Orfeu – Balé em três cenas

Igor STRAVINSKY

(1947)

Instrumentação: Piccolo, 2 flautas, 2 oboés, corne inglês, 2 clarinetes, 2 fagotes, 2 trompas, 2 trompetes, 2 trombones, tímpanos, harpa, cordas.

 

Grosso modo, divide-se a obra de Stravinsky em três grandes períodos. O primeiro, a fase russa, vai de 1907 até 1919. São dessa era as suas obras mais significativas e mais determinantes para as gerações que o seguiriam. Curiosamente, a maior parte delas foi composta para balé: O Pássaro de Fogo (1910), Petrushka (1911) e A Sagração da Primavera (1913). A segunda fase, neoclássica, que vai de 1920 a 1954, também gerou obras importantes, como a Sinfonia dos Salmos (1930) e a ópera The Rake’s Progress (1951), ainda fundamentais para a formação de uma nova consciência na mentalidade musical contemporânea.
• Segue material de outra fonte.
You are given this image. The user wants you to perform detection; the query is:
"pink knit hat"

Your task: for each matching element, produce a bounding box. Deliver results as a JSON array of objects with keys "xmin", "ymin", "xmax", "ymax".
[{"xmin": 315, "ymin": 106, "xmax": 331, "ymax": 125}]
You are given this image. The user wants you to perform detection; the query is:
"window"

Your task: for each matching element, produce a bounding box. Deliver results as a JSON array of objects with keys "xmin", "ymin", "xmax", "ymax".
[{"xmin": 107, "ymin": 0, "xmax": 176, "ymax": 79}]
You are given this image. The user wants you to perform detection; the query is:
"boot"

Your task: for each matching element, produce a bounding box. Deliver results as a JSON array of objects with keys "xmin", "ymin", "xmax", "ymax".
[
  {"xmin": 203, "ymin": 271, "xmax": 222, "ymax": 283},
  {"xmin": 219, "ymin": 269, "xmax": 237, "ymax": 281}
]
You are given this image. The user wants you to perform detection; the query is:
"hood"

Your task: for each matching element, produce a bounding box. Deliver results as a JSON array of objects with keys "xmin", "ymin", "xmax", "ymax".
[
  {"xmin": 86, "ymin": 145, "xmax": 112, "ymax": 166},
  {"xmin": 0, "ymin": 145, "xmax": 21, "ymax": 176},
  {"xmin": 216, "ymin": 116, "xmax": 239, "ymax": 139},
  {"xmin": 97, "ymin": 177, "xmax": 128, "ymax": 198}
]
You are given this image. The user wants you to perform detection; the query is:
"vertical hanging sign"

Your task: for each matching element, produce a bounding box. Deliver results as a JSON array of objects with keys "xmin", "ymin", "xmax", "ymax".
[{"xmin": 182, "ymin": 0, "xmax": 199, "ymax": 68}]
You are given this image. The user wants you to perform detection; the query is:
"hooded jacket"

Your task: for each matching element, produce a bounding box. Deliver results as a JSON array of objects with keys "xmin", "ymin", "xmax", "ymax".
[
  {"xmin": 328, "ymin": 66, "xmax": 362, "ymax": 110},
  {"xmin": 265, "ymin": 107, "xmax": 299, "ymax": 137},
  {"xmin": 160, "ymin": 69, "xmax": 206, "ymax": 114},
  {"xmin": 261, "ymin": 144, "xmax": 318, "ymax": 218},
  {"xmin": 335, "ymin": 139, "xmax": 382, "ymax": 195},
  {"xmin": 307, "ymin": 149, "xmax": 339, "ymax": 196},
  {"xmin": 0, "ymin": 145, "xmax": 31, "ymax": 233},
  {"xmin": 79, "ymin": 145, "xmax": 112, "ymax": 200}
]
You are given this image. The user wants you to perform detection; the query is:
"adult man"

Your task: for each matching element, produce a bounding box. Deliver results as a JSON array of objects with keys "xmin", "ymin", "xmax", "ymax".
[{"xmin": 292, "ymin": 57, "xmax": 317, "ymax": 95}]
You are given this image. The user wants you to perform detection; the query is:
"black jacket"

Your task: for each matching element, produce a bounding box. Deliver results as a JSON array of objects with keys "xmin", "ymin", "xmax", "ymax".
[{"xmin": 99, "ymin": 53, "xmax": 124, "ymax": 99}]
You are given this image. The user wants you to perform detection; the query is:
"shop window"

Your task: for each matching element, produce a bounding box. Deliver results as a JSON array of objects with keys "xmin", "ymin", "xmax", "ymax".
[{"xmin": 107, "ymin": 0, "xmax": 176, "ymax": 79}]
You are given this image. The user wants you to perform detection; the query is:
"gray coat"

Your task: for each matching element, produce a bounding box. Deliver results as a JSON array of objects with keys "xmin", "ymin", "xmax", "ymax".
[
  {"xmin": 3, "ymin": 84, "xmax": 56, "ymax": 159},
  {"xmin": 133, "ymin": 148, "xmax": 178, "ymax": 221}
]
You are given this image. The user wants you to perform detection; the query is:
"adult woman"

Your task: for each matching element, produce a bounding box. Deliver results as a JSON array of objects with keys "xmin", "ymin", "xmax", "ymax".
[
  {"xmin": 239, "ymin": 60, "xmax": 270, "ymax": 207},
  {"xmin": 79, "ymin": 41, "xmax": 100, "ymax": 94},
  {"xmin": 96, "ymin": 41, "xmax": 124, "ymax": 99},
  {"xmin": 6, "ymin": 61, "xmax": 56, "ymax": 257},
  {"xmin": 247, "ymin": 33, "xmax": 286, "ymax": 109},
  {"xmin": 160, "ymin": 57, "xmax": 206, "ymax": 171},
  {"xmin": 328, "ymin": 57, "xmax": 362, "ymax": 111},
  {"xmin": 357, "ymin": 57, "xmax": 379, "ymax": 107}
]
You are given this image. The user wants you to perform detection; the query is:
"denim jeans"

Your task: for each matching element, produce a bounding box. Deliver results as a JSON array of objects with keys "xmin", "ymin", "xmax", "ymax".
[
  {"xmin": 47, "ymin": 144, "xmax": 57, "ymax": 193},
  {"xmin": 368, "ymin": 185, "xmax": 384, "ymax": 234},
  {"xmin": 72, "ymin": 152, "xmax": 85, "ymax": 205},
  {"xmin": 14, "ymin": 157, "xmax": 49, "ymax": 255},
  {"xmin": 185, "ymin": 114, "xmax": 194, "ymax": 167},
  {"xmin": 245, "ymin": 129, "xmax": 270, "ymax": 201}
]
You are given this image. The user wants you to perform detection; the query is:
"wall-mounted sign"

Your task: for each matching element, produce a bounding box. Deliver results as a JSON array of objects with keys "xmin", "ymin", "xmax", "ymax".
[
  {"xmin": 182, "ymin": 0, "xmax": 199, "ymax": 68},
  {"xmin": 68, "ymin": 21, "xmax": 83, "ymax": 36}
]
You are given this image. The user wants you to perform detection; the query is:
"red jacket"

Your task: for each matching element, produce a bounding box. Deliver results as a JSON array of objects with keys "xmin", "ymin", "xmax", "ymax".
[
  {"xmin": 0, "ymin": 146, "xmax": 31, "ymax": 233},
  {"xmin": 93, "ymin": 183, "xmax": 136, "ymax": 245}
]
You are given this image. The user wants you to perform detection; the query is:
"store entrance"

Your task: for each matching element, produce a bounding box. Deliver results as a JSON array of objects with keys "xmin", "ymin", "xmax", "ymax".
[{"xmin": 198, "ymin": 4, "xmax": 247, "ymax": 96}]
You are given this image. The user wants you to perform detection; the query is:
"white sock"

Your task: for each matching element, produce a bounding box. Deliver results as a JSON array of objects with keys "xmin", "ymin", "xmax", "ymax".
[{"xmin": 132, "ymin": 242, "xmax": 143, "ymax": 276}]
No terceiro período, a fase serial, que vai de 1954 a 1968, ele revisita e discute o serialismo proposto por Schoenberg, abrindo-lhe alternativas e ampliando-lhe as perspectivas. Nascem, dessa fase, obras de um expressionismo tardio, mas ainda assim impressionante, como Agon (1957).

 

O fato é que, se as suas obras da primeira fase ajudaram a espanar de vez o pó de um sistema musical já caduco, escancarando as portas da modernidade, a sua música dedicada ao balé percorre as três fases e, portanto, forma parte importante de seu processo criativo, durante toda a vida. Essa tendência interdisciplinar, tão moderna, deveria, por certo, ser mais bem investigada na obra de Stravinsky.

 

Orfeu pertence à segunda fase. Em 1939, o compositor havia deixado a França para se estabelecer definitivamente nos Estados Unidos. Pouco tempo depois ele assenta residência em Hollywood e, na cidade de Los Angeles, passa a maior parte do final de sua vida. Em 1945 se naturaliza cidadão estadunidense. Se a guinada neoclássica – e depois serial – de Stravinsky responde a uma demanda do público norte-americano é um fato ainda a se discutir. O fato é que ela começa bem antes de sua mudança para a América. Em Orfeu, porém, composto em 1947, já se encontra um Stravinsky plenamente engajado em tendências estéticas bem diferentes daquelas da Sagração.

 

A música de Orfeu foi encomendada a Stravinsky pelo coreógrafo George Balanchine, para a sua então recém-fundada companhia de dança. O balé foi estreado em Nova York, sob a regência do próprio Stravinsky, em abril de 1948. O espetáculo valeu a Balanchine o convite para se estabelecer em Nova York. Sua companhia de dança se tornaria, então, o New York City Ballet.

 

Engana-se quem espera ouvir de um Stravinsky neoclássico o retorno à sonoridade do passado. As conquistas que ele mesmo alcançou, desde o início, mantêm-se, ainda que atenuadas. O que se vê em Orfeu é um Stravinsky livre para usar tanto da dissonância, agora liberta, como de sonoridades consonantes. A métrica e a orquestração de Orfeu são ele próprio. As alusões ao mito grego, como o uso da harpa, não passam de evocações, ou de uma proposta seriamente interdisciplinar. Stravinsky é um homem do século XX e pertence à modernidade, mesmo quando resolve voltar seus olhos para o passado.

 

Moacyr Laterza Filho
Pianista e cravista, Doutor em Literaturas de Língua Portuguesa, professor da Universidade do Estado de Minas Gerais e da Fundação de Educação Artística.